A smiling Ayatollah Ali Khamenei, the nation's supreme leader, met Tuesday night with the representatives of all four presidential candidates, assuring them that fraud allegations would be investigated.
On Wednesday, a newscaster on state-controlled television slyly updated Ahmadinejad's comparison of Mousavi supporters to sore losers leaving a soccer game with a reference to a widely watched international match Wednesday between Iran and South Korea.
The game itself helped illustrate how widespread Mousavi's support has become. A number of players wore green ribbons around their wrists.
However, the newscaster cited a different lesson to be learned from the game, which ended in a 1-1 draw. "During the game today between Iran and South Korea, it doesn't matter which player scores a goal, so long as Iran wins," he said.
The website of Iran's English-language Press TV satellite channel acknowledged Wednesday that "hundreds of thousands" had joined in rallies in the capital and other cities, among the first cracks in a wall of media silence or derision.

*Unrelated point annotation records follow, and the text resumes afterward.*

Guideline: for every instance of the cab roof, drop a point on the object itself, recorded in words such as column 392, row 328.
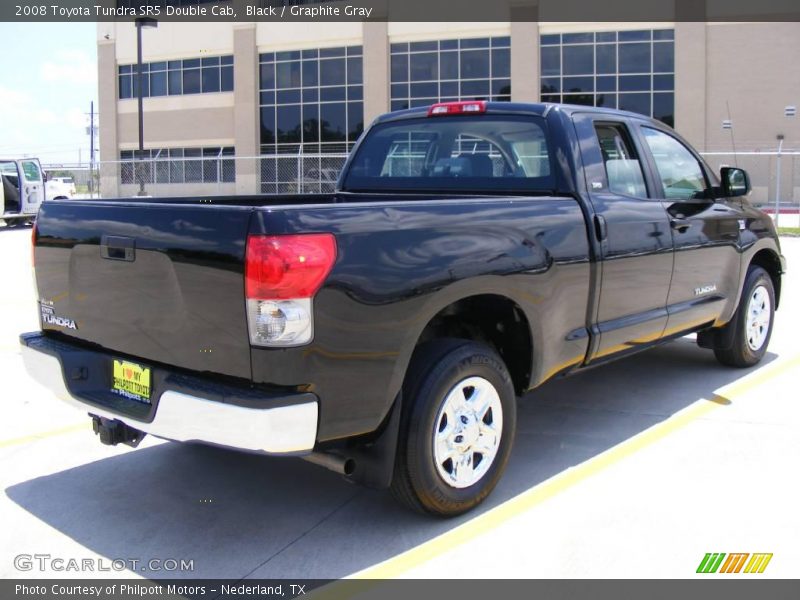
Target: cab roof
column 539, row 109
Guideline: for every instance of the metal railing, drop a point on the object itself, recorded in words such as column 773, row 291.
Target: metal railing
column 318, row 173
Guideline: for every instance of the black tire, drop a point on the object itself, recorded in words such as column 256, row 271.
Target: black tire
column 436, row 369
column 734, row 346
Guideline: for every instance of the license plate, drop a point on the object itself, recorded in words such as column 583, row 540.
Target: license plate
column 131, row 380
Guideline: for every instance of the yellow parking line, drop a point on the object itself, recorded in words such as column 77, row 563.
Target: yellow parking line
column 44, row 435
column 489, row 520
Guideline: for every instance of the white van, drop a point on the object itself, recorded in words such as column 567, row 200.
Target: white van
column 22, row 189
column 59, row 188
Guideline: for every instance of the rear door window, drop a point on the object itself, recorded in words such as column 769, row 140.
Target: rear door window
column 460, row 153
column 31, row 170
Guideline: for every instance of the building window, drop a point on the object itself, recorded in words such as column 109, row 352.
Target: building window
column 205, row 75
column 311, row 100
column 423, row 73
column 179, row 165
column 630, row 70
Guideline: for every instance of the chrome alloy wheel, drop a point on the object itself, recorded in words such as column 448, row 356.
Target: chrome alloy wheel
column 467, row 432
column 759, row 311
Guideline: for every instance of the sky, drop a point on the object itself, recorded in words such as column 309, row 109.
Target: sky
column 49, row 77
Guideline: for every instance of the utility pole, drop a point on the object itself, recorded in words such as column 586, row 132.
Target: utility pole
column 91, row 149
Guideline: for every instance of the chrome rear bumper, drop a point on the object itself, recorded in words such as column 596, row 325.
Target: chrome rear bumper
column 273, row 424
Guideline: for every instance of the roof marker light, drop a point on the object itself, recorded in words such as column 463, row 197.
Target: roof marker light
column 457, row 108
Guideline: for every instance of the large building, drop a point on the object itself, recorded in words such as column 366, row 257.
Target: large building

Officials and media argue that the West has exploited a minor domestic political squabble to foment Iranians against the state. Iranian officials summoned the Czech, French, German and British ambassadors Tuesday to complain. On Wednesday, they summoned the Swiss ambassador, who represents U.S. interests.

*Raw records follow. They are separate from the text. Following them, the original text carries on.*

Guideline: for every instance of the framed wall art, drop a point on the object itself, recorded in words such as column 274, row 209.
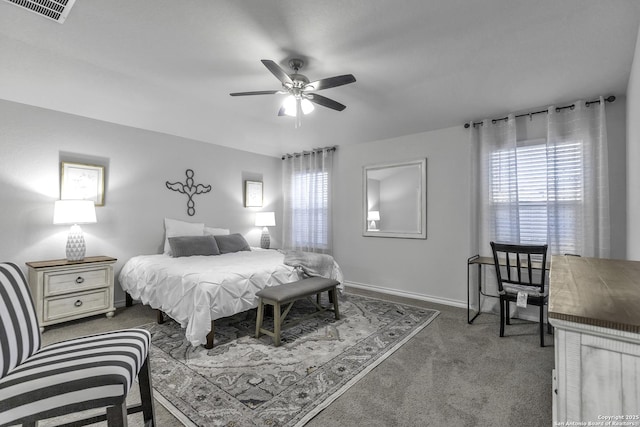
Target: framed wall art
column 252, row 194
column 82, row 182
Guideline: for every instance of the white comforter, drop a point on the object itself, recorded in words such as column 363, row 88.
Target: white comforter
column 198, row 289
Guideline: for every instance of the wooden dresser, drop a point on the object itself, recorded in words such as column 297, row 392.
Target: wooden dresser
column 66, row 290
column 594, row 305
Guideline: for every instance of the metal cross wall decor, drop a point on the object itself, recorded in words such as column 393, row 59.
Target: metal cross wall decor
column 190, row 189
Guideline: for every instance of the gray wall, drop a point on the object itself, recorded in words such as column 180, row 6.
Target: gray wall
column 432, row 269
column 435, row 269
column 633, row 158
column 138, row 163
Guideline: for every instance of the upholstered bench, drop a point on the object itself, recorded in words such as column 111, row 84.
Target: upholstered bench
column 289, row 293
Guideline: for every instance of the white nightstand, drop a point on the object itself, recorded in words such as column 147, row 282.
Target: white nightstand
column 66, row 290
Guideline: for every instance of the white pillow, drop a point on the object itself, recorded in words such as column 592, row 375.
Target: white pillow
column 175, row 228
column 216, row 231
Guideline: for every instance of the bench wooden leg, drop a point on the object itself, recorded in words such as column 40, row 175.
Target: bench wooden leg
column 333, row 295
column 277, row 323
column 259, row 317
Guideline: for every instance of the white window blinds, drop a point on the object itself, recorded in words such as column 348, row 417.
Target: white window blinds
column 541, row 179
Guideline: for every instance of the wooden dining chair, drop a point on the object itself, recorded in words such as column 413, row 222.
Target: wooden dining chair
column 521, row 269
column 95, row 371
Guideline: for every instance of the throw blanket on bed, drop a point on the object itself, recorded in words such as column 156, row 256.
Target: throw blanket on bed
column 312, row 264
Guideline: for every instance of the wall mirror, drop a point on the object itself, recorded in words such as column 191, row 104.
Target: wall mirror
column 395, row 200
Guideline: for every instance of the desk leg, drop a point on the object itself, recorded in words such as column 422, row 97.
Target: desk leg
column 469, row 318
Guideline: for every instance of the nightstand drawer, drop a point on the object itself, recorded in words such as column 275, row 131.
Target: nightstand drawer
column 76, row 304
column 56, row 283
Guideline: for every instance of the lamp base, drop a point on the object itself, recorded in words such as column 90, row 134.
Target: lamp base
column 265, row 239
column 76, row 247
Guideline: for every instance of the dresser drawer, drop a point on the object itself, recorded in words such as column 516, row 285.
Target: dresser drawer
column 57, row 283
column 76, row 304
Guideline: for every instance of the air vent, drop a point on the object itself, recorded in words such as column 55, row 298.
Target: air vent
column 56, row 10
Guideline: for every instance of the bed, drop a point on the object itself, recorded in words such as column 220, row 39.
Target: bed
column 196, row 290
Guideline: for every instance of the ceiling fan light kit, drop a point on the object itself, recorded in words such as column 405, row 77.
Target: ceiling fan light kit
column 300, row 91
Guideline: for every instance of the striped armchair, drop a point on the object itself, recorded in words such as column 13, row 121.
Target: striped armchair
column 90, row 372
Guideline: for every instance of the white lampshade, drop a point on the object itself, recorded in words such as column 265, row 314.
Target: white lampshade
column 265, row 219
column 373, row 216
column 74, row 212
column 289, row 105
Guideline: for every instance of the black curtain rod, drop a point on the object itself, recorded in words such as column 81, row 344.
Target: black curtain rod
column 610, row 98
column 307, row 153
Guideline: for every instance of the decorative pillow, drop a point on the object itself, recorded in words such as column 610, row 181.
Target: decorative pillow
column 193, row 245
column 232, row 243
column 174, row 228
column 216, row 231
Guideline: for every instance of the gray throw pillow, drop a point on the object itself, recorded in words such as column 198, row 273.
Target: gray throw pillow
column 232, row 243
column 193, row 245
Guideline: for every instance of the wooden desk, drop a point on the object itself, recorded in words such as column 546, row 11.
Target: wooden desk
column 594, row 304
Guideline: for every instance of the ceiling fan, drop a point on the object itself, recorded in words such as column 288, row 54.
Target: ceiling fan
column 301, row 91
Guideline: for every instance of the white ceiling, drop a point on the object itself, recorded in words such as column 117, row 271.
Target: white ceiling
column 169, row 66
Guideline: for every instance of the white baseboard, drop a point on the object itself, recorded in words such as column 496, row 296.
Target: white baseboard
column 405, row 294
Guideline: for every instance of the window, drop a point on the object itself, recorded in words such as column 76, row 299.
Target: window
column 545, row 187
column 310, row 210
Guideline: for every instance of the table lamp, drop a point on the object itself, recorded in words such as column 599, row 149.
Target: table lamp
column 264, row 220
column 373, row 216
column 74, row 212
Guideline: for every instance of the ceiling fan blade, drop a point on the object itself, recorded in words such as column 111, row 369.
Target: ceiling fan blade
column 330, row 82
column 256, row 92
column 277, row 71
column 325, row 102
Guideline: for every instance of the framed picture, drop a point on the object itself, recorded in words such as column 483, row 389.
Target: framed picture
column 252, row 194
column 82, row 182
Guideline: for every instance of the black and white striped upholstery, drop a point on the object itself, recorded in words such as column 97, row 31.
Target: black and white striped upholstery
column 89, row 372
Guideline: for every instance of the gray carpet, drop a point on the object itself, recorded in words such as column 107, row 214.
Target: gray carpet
column 451, row 373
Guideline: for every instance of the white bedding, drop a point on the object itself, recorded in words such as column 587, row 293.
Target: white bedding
column 198, row 289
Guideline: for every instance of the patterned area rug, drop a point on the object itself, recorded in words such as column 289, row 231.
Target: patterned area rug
column 245, row 381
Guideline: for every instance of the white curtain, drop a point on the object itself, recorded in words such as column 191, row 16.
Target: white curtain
column 307, row 181
column 585, row 127
column 499, row 213
column 553, row 190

Authorities have been unable to quell the protests the way they suppressed student uprisings in 1999 and 2003, using more blunt instruments of power.

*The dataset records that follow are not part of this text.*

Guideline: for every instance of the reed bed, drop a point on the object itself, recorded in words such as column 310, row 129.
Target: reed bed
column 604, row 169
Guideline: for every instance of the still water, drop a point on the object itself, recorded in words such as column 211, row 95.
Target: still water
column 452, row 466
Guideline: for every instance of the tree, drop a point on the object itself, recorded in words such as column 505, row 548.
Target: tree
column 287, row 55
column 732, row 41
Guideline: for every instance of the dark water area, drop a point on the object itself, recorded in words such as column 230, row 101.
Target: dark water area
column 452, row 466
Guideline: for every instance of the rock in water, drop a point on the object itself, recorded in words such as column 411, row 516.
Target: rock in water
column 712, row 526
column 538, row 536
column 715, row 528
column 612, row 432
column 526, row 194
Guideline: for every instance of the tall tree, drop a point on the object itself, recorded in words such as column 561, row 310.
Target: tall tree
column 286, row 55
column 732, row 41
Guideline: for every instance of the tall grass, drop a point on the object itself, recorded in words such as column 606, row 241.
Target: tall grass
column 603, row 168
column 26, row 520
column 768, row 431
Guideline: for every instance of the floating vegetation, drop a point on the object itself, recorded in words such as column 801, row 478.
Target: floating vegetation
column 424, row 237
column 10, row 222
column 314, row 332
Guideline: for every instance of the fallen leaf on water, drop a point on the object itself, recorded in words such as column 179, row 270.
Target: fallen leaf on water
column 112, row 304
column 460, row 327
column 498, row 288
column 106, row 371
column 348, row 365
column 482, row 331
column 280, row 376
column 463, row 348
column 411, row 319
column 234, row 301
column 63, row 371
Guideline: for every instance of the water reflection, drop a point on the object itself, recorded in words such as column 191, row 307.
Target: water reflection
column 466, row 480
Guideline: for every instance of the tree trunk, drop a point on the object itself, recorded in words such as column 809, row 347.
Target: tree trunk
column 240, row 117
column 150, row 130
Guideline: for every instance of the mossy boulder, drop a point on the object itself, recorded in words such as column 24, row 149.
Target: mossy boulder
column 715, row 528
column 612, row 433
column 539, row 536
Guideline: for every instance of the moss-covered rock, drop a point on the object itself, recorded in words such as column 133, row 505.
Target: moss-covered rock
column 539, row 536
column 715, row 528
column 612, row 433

They've arrested a number of prominent reformist figures, including, on Wednesday, the outspoken former deputy interior minister, Saeed Leylaz, and sociology professor Hamid-Reza Jalaeipour.
Details also emerged about an attack by pro-government vigilantes on dormitories of Tehran University early Monday in which at least five and as many as seven people were shot or stabbed to death. According to sources in Tehran, doctors at a hospital refused to work as a sign of protest over the killings.
Former Foreign Minister Ali Akbar Velayati, a confidant of Khamenei, summoned chancellors of medical universities for a meeting in which he urged them to crack down on campus protests.
The Revolutionary Guard, which launched a cyber-crimes unit this year, warned that any Iranian posting provocative material regarding the unrest on blogs or websites would be punished.